Here’s how it works: The surety provider (oftentimes an insurance company) extends a line of credit to the principal party as part of the contractual agreement. This protects the obligee — for instance, the contractor’s client — in the event that the contract is breached. If the principal fails to fulfill the contractual agreement by, say, going past deadline, or accruing unexpected expenses, then the obligee is protected. The obligee can file a claim against the contract surety bond to receive financial compensation for any damages.

What Is Personal Credit?

“Credit” can be a confusing term at first glance, as it holds numerous meanings in the financial world. Generally speaking, “credit” refers to a contractual agreement between a borrower and a lender. But “credit” can also refer to an individual’s personal credit history, and this is what comes into play when applying for a surety bond from a bond provider.

Personal credit is a reflection of how well you’ve paid your debts. Paying your bills on time and in full are crucial to maintaining good personal credit. Personal credit history is represented in the form of a credit score which ranges from 300 to 850. The most commonly trusted credit score is generated by Fair Isaac Corporation (FICO), which calculates scores based on credit history information from Equifax, Experian, and Transunion.

How Personal Credit Affects Surety Bonds

A high personal credit score generally indicates a low-risk borrower, and so obligees with high personal credit scores will usually receive a lower bond premium. As your score worsens, the price of your bond will increase.

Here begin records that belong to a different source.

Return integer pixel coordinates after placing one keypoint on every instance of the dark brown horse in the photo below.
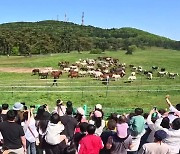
(56, 74)
(43, 75)
(73, 74)
(35, 71)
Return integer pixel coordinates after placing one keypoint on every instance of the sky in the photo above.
(161, 17)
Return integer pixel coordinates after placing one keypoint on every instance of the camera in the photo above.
(45, 105)
(23, 103)
(32, 106)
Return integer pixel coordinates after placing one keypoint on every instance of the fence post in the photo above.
(85, 108)
(12, 91)
(82, 91)
(107, 88)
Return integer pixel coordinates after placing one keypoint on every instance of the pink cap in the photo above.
(97, 114)
(122, 130)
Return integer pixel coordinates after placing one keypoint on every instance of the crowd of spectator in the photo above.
(66, 131)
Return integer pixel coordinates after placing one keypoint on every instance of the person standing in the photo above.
(157, 146)
(13, 137)
(91, 143)
(55, 81)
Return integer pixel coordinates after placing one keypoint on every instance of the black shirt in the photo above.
(70, 124)
(11, 133)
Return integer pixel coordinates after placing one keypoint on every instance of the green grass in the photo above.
(117, 97)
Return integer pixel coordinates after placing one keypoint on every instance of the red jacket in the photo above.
(90, 144)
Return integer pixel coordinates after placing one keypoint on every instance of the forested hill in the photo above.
(50, 36)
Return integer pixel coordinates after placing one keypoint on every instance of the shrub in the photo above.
(96, 51)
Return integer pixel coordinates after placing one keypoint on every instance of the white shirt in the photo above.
(31, 133)
(53, 133)
(100, 129)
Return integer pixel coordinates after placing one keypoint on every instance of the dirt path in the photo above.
(16, 70)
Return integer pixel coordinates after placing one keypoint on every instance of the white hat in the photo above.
(17, 106)
(81, 111)
(98, 106)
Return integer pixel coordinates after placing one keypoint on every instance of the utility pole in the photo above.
(82, 19)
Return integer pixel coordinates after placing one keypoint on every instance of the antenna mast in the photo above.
(82, 19)
(65, 18)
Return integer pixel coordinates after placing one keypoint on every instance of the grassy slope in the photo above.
(113, 99)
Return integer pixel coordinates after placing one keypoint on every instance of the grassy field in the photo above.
(117, 96)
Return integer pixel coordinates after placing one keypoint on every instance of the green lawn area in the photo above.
(117, 96)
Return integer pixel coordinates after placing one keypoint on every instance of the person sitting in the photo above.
(119, 142)
(98, 122)
(53, 135)
(91, 143)
(111, 126)
(158, 146)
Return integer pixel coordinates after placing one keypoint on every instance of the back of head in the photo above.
(165, 123)
(5, 106)
(69, 111)
(162, 111)
(11, 115)
(122, 119)
(138, 111)
(70, 149)
(111, 124)
(91, 129)
(160, 135)
(83, 126)
(55, 118)
(113, 116)
(25, 115)
(178, 107)
(69, 104)
(58, 102)
(176, 124)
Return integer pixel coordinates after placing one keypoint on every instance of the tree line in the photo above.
(26, 38)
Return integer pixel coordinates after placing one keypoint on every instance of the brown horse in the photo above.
(56, 74)
(35, 71)
(73, 74)
(43, 75)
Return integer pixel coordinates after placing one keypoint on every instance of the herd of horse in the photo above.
(101, 68)
(44, 74)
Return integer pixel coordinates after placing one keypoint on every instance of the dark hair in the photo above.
(83, 126)
(111, 124)
(138, 111)
(91, 129)
(58, 102)
(55, 118)
(25, 116)
(178, 107)
(165, 123)
(5, 106)
(100, 111)
(69, 104)
(11, 115)
(70, 149)
(40, 112)
(122, 119)
(113, 116)
(69, 111)
(43, 125)
(78, 117)
(162, 111)
(145, 115)
(97, 121)
(176, 124)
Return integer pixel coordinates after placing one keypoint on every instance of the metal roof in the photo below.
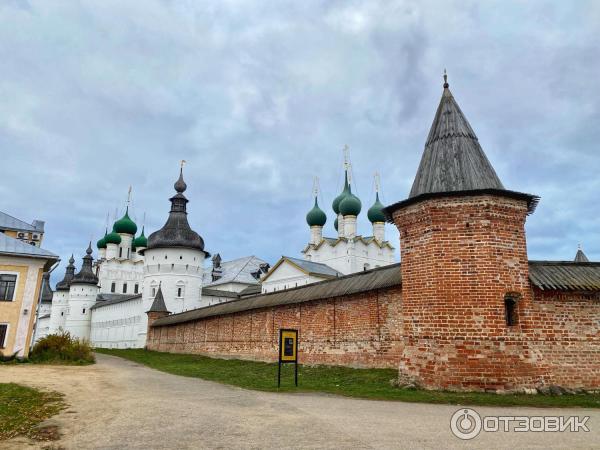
(565, 275)
(8, 222)
(335, 241)
(16, 247)
(378, 278)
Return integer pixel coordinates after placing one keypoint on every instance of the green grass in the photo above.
(23, 408)
(363, 383)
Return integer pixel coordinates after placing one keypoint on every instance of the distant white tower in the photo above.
(82, 296)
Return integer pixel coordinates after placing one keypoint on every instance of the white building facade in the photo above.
(106, 302)
(347, 253)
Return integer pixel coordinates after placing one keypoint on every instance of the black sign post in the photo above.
(288, 352)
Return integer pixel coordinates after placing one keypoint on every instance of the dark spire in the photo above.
(453, 160)
(177, 232)
(46, 289)
(86, 274)
(69, 272)
(158, 305)
(180, 185)
(580, 256)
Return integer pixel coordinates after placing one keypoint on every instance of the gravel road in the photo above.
(118, 404)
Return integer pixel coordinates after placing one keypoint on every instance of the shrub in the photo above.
(62, 348)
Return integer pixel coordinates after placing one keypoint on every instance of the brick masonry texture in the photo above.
(445, 327)
(460, 257)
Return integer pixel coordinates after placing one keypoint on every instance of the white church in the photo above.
(107, 300)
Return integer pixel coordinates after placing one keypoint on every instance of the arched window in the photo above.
(510, 309)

Generally, a credit score above 750 is considered good, while a credit score below 600 is considered poor. Individual lenders may have more specific breakdowns. And don’t worry about the credit check itself — lenders usually conduct a “soft check” to review your credit, meaning that the check itself does not affect your score.

How to Improve Your Personal Credit

If you’re worried about your personal credit score, or looking to receive a better bond rate, there are steps you can take to improve your credit — but it takes time to change. Start by improving your payment history: pay your bills on time, and in full. Don’t close any old accounts, and don’t apply for new lines of credit. If you simply have a weak credit history and need to build upon it, consider opening a secure credit card and using it for regular payments, so that you establish a credit history for yourself.